Nano-electrospray ionization (nESI) mass spectrometry

Nano-HPLC was performed using a Waters NanoAquity (Milford, MA, USA). A homemade trapping column was made from 100 μm inner diameter (ID) capillary (Polymicro Technologies, Phoenix, AZ, USA) packed with 2 cm of 200 Å, 5 μm Magic C18AQ particles (Michrom, Auburn, CA, USA). Successive analytical separation was performed on a homemade 75 μm ID × 180 mm long analytical column pulled using a Sutter Instruments P-2000 CO2 laser puller (Sutter Instrument Company, Novato, CA) and packed with 15 cm of 100 Å, 5 μm Magic C18AQ particles (Michrom, Auburn, CA, USA). For each sample injection, approximately 1 μg, unless otherwise noted, of the peptide sample was loaded on the trapping column at 4 μL/min with 95% water/5% acetonitrile/0.1% formic acid for 5 minutes. Trapped peptides were then eluted from the trapping column onto the analytical column using a variable gradient with a flow rate of 0.25 μL/minutes. The gradient utilized two mobile phase solutions: A, water/0.1% formic acid; and B, acetonitrile/0.1% formic acid. The variable gradient used is as follows: 0 minutes, A (95%), B (5%); 55 minutes, A (65%), B (35%); 65 minutes, A (15%), B (85%); 75 minutes, A (15%), B (85%); 80 minutes, A (95%), B (5%); 80-100 minutes, A (95%), B (5%). Peptide digests were analyzed on both a LTQ Oribtrap and a LTQ Velos (Thermo Fisher, San Jose, CA, USA) by nESI in positive ion mode. Ion source conditions were optimized using the tuning and calibration solution suggested by the instrument provider. For full range data-dependent acquisition, precursor ion scans were performed from 400-2000 m/z selecting top 5 or top 10 most intense ions for the LTQ Oribtrap and the LTQ Velos, respectively, and data-dependent ion selection for MS/MS analysis operated within that m/z range. For gas-phase fractionation (GPF), precursor ion scans and data-dependent ion selection for MS/MS analysis were performed in the following four restricted m/z ranges: 400-520 m/z; 515-690 m/z; 685-970 m/z; or 965-2000 m/z. For tandem MS analysis, the isolation window was set to 2 m/z and a normalized collision energy of 35% was used for all fragmentation events. Singly charged ions were excluded from analysis and dynamic exclusion was enabled with a repeat count of 1, a repeat duration of 30 seconds, an exclusion duration of 45 seconds and an exclusion list of 250. For PAcIFIC acquisition, the mass spectrometer parameters were set as defined by Panchaud et al.[4, 11]

Captive spray ionization mass spectrometry

Captive spray ionization was performed using a Waters NanoAquity (Milford, MA, USA).
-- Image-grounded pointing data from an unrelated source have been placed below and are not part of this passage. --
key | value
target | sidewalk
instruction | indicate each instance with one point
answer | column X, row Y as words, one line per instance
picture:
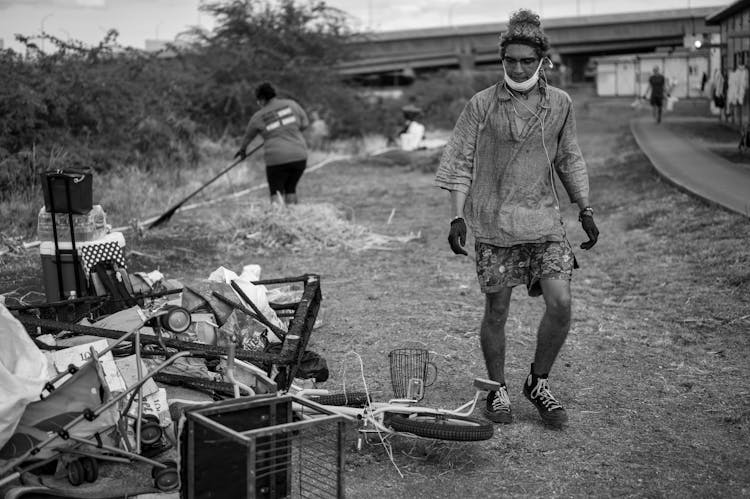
column 692, row 167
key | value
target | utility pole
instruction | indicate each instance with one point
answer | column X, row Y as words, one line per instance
column 41, row 27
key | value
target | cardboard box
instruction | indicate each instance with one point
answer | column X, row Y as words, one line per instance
column 88, row 226
column 68, row 268
column 80, row 354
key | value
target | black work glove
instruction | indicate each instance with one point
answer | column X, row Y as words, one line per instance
column 457, row 236
column 589, row 227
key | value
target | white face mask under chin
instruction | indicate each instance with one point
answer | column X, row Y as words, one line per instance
column 523, row 86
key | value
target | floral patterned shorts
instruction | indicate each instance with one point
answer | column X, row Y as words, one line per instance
column 500, row 267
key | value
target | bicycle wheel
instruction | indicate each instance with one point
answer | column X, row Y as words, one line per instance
column 442, row 426
column 348, row 399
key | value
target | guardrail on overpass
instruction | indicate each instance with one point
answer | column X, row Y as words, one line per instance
column 573, row 38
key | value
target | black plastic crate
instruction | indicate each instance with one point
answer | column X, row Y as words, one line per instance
column 255, row 448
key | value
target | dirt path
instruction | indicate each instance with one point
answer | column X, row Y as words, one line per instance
column 653, row 374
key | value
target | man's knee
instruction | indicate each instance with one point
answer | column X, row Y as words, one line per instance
column 558, row 306
column 496, row 308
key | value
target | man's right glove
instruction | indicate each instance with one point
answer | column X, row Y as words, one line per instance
column 457, row 236
column 586, row 217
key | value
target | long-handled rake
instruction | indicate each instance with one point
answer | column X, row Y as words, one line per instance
column 168, row 214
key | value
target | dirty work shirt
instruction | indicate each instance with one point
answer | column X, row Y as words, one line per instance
column 280, row 123
column 504, row 171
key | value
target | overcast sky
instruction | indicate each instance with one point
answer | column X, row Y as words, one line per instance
column 138, row 20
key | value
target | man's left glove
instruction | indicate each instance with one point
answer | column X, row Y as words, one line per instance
column 457, row 236
column 586, row 217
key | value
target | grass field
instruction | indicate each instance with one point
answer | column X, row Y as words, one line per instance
column 653, row 374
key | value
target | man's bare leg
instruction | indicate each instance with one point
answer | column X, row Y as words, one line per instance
column 492, row 333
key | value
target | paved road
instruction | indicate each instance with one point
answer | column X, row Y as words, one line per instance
column 693, row 167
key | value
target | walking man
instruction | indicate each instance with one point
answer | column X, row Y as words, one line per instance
column 656, row 84
column 499, row 168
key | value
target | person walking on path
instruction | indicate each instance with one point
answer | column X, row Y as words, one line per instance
column 499, row 168
column 655, row 93
column 280, row 123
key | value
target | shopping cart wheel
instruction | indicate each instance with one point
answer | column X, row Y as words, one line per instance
column 150, row 430
column 167, row 479
column 75, row 472
column 90, row 468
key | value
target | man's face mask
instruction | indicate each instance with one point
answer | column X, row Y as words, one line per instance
column 518, row 67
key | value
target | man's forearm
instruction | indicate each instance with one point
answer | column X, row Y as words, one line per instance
column 457, row 204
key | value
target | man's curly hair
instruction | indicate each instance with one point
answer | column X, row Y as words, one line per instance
column 525, row 27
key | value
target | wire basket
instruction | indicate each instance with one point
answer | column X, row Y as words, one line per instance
column 409, row 368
A manufactured fused silica 200 μm ID trapping column purchased from New Objective (Woburn, MA, USA) and packed with 2 cm of 200 Å, 5 μm Magic C18AQ particles (Michrom, Auburn, CA, USA). Successive analytical separation was performed on a manufactured fused silica 200 μm ID column purchased from New Objective (Woburn, MA, USA) and packed with 15 cm of 100 Å, 5 μm Magic C18AQ particles (Michrom, Auburn, CA, USA). For each sample injection, approximately 1 μg, unless otherwise noted, of the peptide sample was loaded on the trapping column at 6 μL/minutes with 95% water/5% acetonitrile/0.1% formic acid for 2.5 minutes. Trapped peptides were then eluted from the trapping column onto the analytical column using a variable gradient with a flow rate of 2.5 μL/minutes, unless otherwise noted. The gradient utilized two mobile phase solutions: A, water/0.1% formic acid; and B, acetonitrile/0.1% formic acid. The variable gradient used for data-dependent acquisition methods is as follows: 0 minutes, A (95%), B (5%); 62 minutes, A (58%), B (42%); 65 minutes, A (15%), B (85%); 65.7 minutes, A (15%), B (85%); 65.75 minutes, A (95%), B (5%); 65.75-68 minutes, A (95%), B (5%). Peptide digests were analyzed on a LTQ Oribtrap (Thermo Fisher, San Jose, CA, USA) by captive spray ionization in positive ion mode. Ion source conditions were optimized using the tuning and calibration solution suggested by the instrument provider and under conditions recommended by the CSI manufacturer (Bruker, Billerica, MA, USA). For full range data-dependent acquisition, precursor ion scans were performed from 400-2000 m/z selecting top 5 most intense ions and data-dependent ion selection for MS/MS analysis operated within that m/z range. For gas-phase fractionation (GPF), precursor ion scans and data-dependent ion selection for MS/MS analysis were performed in the following four restricted m/z ranges: 400-520 m/z; 515-690 m/z; 685-970 m/z; or 965-2000 m/z. For tandem MS analysis, the isolation window was set to 2 Th and a normalized collision energy of 35% was used for all fragmentation events. Singly charged ions were excluded from analysis and dynamic exclusion was enabled with a repeat count of 1, a repeat duration of 30 seconds, an exclusion duration of 45 seconds and an exclusion list of 250.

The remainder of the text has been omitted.